A senior executive who was working at the Dubai International Financial Centre (DIFC) has been fined $87,500 (approximately Dhs321,000) and prohibited from holding office or being an employee of a regulated DIFC firm.
He was penalised for “multiple, serious and continuous breaches” of legislation, said the Dubai Financial Services Authority (DFSA) which regulates the DIFC .
Ajay Arora, who has been the senior executive officer (SEO) of Morgan Gatsby Limited (MGL) since March 2013, has also been restricted from performing any functions related to financial services in or from the DIFC, a statement said.
As SEO, he had ultimate responsibility for the day-to-day management, supervision and control of MGL’s financial services business.
However, Arora “executed client transactions without authorisation and engaged in misleading and deceptive conduct towards those clients and the DFSA”, the statement added.
He allegedly provided false or misleading information about effected transactions to two clients. One of the transactions was carried out despite the client having given explicit instructions to the contrary, the DFSA said.
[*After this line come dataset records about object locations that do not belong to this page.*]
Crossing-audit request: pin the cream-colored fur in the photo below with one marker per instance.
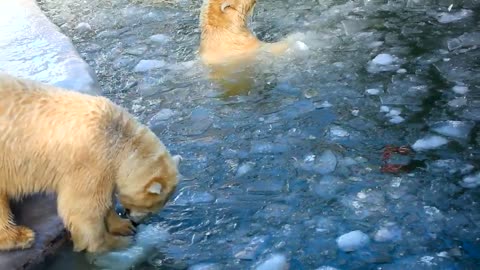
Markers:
(85, 149)
(228, 48)
(225, 36)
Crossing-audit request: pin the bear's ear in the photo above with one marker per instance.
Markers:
(155, 188)
(177, 159)
(225, 4)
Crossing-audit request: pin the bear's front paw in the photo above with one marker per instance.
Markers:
(122, 227)
(117, 242)
(24, 237)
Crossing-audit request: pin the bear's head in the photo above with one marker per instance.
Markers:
(226, 13)
(147, 176)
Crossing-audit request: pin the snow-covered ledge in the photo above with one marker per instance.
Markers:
(33, 47)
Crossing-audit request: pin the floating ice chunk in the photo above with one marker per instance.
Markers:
(352, 241)
(375, 44)
(372, 91)
(301, 46)
(324, 164)
(322, 105)
(394, 112)
(448, 17)
(465, 40)
(274, 262)
(327, 188)
(429, 142)
(162, 115)
(457, 129)
(83, 27)
(471, 181)
(388, 232)
(189, 196)
(146, 65)
(206, 266)
(384, 109)
(253, 248)
(245, 168)
(268, 148)
(383, 59)
(458, 102)
(148, 237)
(460, 89)
(396, 119)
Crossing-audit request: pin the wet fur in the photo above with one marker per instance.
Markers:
(85, 149)
(228, 47)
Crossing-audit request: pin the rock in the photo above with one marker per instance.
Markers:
(352, 241)
(147, 65)
(38, 212)
(160, 38)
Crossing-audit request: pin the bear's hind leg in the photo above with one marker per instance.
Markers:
(12, 236)
(117, 225)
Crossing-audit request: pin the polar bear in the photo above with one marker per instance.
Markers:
(85, 149)
(230, 50)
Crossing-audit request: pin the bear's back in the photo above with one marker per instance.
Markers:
(47, 132)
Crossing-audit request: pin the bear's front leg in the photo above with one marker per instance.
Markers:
(12, 236)
(117, 225)
(84, 215)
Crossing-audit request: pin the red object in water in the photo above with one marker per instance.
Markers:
(391, 168)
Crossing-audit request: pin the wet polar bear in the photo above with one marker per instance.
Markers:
(85, 149)
(231, 50)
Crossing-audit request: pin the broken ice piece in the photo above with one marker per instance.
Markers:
(456, 129)
(352, 241)
(449, 17)
(429, 142)
(471, 181)
(146, 240)
(397, 119)
(460, 89)
(373, 91)
(383, 59)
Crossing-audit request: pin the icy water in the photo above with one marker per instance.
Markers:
(290, 173)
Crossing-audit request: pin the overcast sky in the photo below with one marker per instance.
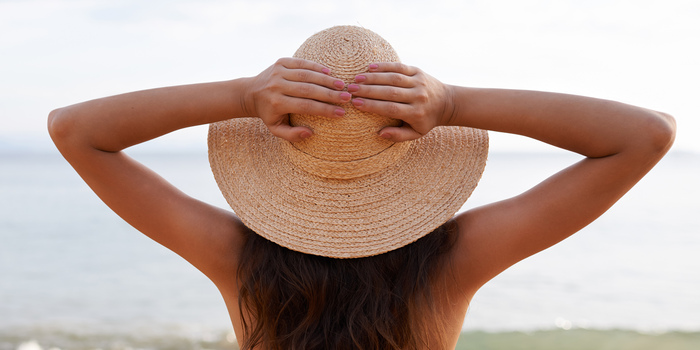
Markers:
(59, 52)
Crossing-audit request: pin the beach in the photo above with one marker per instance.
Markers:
(74, 276)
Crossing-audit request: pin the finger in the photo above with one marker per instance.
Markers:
(290, 133)
(380, 78)
(298, 63)
(399, 133)
(389, 109)
(312, 107)
(299, 70)
(313, 91)
(396, 67)
(383, 92)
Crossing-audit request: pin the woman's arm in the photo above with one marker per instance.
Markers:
(91, 136)
(621, 144)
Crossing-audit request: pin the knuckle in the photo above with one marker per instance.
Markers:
(304, 90)
(304, 106)
(394, 94)
(281, 61)
(392, 110)
(303, 75)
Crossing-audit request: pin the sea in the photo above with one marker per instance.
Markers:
(73, 275)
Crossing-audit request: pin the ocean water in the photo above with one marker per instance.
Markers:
(74, 276)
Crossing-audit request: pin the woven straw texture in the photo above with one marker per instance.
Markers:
(345, 192)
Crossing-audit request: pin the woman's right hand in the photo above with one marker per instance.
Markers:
(293, 85)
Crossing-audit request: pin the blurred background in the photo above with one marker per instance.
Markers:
(73, 275)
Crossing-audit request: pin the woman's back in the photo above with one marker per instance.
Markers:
(435, 133)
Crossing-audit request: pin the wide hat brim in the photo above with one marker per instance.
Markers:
(345, 192)
(339, 218)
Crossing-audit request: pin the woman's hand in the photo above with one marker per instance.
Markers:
(294, 85)
(403, 92)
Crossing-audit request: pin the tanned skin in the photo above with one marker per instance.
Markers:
(620, 143)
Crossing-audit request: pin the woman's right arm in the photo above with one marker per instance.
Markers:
(92, 136)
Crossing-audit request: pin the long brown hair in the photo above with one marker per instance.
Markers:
(290, 300)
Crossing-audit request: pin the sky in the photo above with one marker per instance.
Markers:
(59, 52)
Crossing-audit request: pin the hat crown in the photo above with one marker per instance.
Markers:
(347, 51)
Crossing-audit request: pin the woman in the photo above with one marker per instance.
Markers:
(410, 293)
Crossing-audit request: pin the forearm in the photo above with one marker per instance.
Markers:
(591, 127)
(117, 122)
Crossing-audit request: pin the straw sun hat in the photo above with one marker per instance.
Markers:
(345, 192)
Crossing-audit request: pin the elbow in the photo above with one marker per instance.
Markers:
(662, 132)
(59, 127)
He “contravened the DFSA’s principles for authorised individuals by failing to observe high standards of integrity and fair dealing”, it added.
The authority also alleged that Arora and MGL “continued to engage in misconduct, despite concerns about rule breaches being brought to his attention on numerous occasions from 2016 onward by both the DFSA and MGL’s compliance function”.
He did not take sufficient action to stop the misconduct or to improve the firm’s systems and controls.
The executive was also found to breach DFSA legislation through his involvement in MGL’s operations including:
· Illegal promotion of an unregulated foreign fund
· Failure to comply with certain restrictions on business and dealing with property imposed by the DFSA in May 2018
· Failure to properly classify a client and to conduct the necessary enquiries into the client’s source of funds and rationale for entering into transactions
· Failure to ensure that MGL’s board of directors was provided with accurate information
Arora also failed to keep the investigation confidential and provided misleading and deceptive information to DFSA, it added.
The DFSA said it considered Arora’s request for a reduction in the amount of the fine on the grounds of financial hardship and agreed to reduce the amount. Arora also agreed to settle the DFSA’s action at an early stage of the DFSA investigation and, therefore, qualified for a reduction of the fine under the DFSA’s policy for early settlement.
Were it not for the reductions for financial hardship and for early settlement, the DFSA would have imposed a fine of $187,500 (approximately Dhs689,000), the regulator added.
Bryan Stirewalt, CEO of the DFSA, said: “We hold authorised individuals, particularly SEOs, to the highest standards of integrity in discharging their responsibilities for the management, supervision and control of an authorised firm. The DFSA will take strong action against individuals who breach the DFSA’s legislation and will pursue stronger action yet where misconduct continues despite warnings”.